Neels J Hofmeyr wrote:
> I think there is general agreement (to the degree of common
> sense?) that file and dir externals should behave the same
> way.

+1 to that.

> I would be fine with keeping current trunk: it changes file
> externals' default behavior, so that they are treated like
> dir externals. So now it's: never include any externals in
> commit recursion, unless --include-externals.

So far so good; this is definitely an improvement over the previous mixture.

> But I think we still do need to add a way of making an
> external get included by default.

Now we're getting into the subject of people using externals for different 
purposes.  Sometimes as a "view spec" to connect other subtrees of their own 
repository into the WC to make (as seamlessly as possible) a single WC so that 
they can edit and commit it all together.  Sometimes as a way to place a copy 
of some "third-party" source code into their working copy, but in a read-only 
manner in terms of version control: they don't intend to commit to it.

> It was suggested to extend the svn:externals syntax, adding
> a flag that marks externals that should behave differently.
> By now this seems to me to be the best way out. What would
> that look like?  [suggestion snipped]

The real-world issue is that there are different uses for externals, and one 
set of behaviour is not appropriate for all uses.  In particular, there's a 
"read-only" usage and a "part of my working copy editing space" usage.  Maybe 
we should not jump straight from the real-world issue to a switch that's 
designed to control just one aspect of Subversion's behaviour.  That might not 
really be a solution to the problem.  I don't want to see us extending the 
"externals" feature with a new little knob every year, and then telling users 
that they can certainly get the result they need, all they have to do is 
remember to set the magic incantation "x=N y=0 z=yes" every time.

It's hard work for us to think and define two or three categories of real-world 
uses that will best fit the ways people want externals to behave, but if we do 
that we will be providing users with a useful machine and not just a collection 
of parts.

If a user doesn't want "commit" to recurse into their checkout of some 
third-party source code, then they probably don't want "svn propset -R" or "svn 
revert -R" to recurse into it either.  In fact they might even like the files 
in that sub-tree to be marked read-only on disk.  What I'm saying is there's a 
set of specific behaviours that all come together as a collective way to treat 
"a subtree of third-party files".  Each individual aspect of that behaviour, 
such as whether to make the files read-only on disk, should be designed by us 
as part of a coherent whole behaviour.  (If that setting needs to be 
user-controllable, then it should probably be in e.g. the per-user config, not 
a switch in the "external" definition.)

So what's my suggestion?

  * Two new modes, each signified by some switch in the external definition.

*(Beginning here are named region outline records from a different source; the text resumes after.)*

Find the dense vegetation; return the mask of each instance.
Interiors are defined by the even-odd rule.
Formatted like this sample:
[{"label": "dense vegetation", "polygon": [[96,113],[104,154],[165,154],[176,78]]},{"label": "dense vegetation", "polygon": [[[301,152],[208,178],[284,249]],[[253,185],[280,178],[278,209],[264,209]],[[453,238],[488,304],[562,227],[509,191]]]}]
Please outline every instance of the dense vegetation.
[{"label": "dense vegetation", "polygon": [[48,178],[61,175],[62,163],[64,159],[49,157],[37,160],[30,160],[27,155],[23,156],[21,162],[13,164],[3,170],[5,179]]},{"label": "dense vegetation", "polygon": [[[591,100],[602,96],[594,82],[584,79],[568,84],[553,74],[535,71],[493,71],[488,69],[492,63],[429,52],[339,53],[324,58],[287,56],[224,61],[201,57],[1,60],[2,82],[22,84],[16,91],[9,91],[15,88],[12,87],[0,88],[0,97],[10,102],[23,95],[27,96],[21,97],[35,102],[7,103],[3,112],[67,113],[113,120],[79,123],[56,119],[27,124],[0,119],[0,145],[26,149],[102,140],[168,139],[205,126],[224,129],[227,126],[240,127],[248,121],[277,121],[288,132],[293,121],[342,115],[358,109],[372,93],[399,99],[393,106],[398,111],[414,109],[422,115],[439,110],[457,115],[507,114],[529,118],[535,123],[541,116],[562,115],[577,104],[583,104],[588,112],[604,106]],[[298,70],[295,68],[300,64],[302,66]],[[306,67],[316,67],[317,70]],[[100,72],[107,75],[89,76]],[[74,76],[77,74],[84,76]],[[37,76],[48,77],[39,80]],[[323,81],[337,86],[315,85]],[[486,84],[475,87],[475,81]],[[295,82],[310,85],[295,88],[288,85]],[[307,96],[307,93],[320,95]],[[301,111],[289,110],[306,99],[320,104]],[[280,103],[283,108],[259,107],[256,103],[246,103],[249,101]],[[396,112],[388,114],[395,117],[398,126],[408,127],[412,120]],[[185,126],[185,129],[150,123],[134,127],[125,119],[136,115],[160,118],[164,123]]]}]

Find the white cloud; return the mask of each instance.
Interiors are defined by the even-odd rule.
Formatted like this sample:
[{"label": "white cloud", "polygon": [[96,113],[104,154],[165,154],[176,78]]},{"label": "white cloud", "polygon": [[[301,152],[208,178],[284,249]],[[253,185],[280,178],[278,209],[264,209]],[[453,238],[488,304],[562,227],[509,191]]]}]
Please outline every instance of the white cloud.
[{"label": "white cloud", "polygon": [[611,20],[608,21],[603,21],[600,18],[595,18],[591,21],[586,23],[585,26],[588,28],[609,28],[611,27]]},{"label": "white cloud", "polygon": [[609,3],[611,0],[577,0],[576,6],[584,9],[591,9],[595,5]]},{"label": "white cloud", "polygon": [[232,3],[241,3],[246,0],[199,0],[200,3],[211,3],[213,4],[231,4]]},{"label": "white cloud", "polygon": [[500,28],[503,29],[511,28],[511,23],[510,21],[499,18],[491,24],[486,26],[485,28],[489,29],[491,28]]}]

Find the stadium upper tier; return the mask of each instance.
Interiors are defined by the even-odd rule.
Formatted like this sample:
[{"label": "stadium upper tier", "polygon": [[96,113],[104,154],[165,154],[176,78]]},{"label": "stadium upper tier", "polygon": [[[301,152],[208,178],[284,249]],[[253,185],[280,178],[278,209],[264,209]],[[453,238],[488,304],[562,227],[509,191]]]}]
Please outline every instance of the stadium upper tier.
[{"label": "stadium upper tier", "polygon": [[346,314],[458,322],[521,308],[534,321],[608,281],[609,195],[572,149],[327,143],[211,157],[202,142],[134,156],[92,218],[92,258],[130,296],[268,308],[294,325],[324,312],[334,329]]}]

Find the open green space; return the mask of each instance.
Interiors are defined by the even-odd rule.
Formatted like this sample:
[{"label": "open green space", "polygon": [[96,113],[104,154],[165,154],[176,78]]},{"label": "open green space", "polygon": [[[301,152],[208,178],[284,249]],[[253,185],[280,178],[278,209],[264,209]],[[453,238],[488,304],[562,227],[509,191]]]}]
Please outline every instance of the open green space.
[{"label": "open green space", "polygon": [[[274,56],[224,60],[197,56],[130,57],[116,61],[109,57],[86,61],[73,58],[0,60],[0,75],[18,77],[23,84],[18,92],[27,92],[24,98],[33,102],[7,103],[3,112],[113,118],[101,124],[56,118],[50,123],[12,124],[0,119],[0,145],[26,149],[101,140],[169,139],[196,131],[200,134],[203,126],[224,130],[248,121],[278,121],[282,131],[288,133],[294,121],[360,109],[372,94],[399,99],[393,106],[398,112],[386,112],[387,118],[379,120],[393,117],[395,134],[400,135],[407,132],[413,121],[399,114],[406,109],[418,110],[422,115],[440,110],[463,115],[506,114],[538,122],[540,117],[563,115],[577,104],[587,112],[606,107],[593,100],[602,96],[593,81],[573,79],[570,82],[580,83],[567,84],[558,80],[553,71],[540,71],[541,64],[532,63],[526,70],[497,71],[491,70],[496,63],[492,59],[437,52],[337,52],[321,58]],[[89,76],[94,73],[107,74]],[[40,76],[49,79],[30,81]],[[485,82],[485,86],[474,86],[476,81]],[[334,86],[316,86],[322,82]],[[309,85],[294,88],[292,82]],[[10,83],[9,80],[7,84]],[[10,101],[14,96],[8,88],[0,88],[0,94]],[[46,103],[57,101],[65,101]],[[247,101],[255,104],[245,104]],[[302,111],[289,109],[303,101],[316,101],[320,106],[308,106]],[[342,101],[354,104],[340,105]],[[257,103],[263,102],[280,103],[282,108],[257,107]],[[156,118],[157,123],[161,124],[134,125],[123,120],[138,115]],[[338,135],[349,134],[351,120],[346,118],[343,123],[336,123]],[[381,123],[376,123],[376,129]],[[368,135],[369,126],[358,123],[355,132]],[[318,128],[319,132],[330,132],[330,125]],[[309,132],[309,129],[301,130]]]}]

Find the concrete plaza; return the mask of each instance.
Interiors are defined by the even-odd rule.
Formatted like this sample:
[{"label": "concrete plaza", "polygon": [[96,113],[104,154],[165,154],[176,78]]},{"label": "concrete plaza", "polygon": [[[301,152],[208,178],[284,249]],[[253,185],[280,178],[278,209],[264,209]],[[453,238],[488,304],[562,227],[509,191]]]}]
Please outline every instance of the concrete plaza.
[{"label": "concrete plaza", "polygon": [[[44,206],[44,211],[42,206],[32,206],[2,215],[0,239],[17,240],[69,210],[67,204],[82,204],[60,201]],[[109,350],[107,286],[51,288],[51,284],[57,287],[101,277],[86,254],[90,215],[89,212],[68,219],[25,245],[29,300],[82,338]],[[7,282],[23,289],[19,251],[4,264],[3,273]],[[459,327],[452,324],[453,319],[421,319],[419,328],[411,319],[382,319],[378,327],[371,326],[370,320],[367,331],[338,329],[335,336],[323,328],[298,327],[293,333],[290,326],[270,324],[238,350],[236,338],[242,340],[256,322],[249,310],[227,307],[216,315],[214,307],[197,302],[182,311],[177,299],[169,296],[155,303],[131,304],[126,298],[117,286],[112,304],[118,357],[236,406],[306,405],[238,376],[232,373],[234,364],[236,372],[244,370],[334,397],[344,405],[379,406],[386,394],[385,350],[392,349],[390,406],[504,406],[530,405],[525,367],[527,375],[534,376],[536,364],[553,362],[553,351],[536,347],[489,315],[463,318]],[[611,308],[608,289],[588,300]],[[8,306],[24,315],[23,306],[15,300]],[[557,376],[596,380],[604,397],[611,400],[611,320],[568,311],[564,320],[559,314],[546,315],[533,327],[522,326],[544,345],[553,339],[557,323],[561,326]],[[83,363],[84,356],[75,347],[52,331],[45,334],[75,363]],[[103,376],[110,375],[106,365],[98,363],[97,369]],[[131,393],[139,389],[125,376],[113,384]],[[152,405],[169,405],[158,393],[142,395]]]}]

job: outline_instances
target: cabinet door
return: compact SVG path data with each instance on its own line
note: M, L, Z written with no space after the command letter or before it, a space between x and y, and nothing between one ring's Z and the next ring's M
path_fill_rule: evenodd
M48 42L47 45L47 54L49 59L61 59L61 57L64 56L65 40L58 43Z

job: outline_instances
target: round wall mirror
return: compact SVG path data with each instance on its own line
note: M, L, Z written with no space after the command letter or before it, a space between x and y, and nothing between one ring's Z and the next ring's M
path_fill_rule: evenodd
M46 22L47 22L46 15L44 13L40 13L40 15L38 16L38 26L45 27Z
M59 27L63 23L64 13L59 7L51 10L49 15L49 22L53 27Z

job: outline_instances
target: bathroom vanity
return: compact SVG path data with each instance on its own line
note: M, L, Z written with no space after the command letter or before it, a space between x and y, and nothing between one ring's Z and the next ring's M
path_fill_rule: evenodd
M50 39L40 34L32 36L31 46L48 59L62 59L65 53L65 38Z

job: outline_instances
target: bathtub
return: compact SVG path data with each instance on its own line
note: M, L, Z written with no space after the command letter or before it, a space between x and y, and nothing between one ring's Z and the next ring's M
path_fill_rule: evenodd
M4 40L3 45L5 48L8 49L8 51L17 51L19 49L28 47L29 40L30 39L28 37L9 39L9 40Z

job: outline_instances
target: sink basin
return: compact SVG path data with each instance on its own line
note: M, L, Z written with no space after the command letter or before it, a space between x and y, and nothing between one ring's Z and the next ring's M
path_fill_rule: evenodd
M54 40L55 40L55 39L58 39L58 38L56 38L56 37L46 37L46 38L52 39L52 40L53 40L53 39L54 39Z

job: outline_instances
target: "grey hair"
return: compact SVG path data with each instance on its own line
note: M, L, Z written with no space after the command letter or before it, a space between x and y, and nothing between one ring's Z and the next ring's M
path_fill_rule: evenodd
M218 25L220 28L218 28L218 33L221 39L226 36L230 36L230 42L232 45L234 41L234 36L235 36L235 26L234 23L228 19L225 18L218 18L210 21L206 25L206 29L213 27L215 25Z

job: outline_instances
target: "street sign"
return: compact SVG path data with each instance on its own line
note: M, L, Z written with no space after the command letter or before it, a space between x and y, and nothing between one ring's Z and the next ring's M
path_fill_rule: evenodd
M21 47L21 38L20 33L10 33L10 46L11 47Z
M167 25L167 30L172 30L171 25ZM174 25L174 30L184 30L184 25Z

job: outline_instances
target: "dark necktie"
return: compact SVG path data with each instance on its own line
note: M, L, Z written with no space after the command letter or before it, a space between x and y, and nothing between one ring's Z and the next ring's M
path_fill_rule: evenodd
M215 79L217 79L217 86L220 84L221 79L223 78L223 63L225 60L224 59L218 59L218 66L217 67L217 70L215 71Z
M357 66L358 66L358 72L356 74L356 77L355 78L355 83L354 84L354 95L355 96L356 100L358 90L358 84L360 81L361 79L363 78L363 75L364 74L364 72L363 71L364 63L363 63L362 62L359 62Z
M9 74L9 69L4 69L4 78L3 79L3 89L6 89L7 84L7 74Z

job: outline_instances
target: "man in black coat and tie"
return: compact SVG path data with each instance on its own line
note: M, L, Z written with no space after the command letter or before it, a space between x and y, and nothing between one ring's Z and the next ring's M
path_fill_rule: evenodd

  * "read-only third-party" mode -- Exclude this external from recursive 
commit, propset, add, delete, revert, etc. Maybe also warn if targets in this 
external are specified in such commands along with targets in the parent 
working copy, because such specifications are likely to be accidental. As a 
future enhancement, maybe make the checked-out files read-only on disk a bit 
like svn:needs-lock does.

  * "full participation working-copy" mode -- Include in recursive commits and 
modification commands (propset, add, revert, etc.).

  * If neither mode is specified in the external definition, use the default 
behaviour which is the current trunk behaviour, perhaps with further changes if 
we decide to make the default better or more self-consistent at the expecnse of 
backward compatibility.


The principle is that the user should choose the general mode, and then any 
specific enhancements to the way Subversion handles that mode should be 
obtained just by updating the client software and not by requiring the user to 
add more switches into the external definitions.  In other words, I think users 
will appreciate us giving them just a simple mode selector described in 
high-level task-focused (not vague) terms, and thinking centrally (here in the 
dev community) about exactly what aspects of Subversion's behaviour will best 
work together to facilitate those tasks.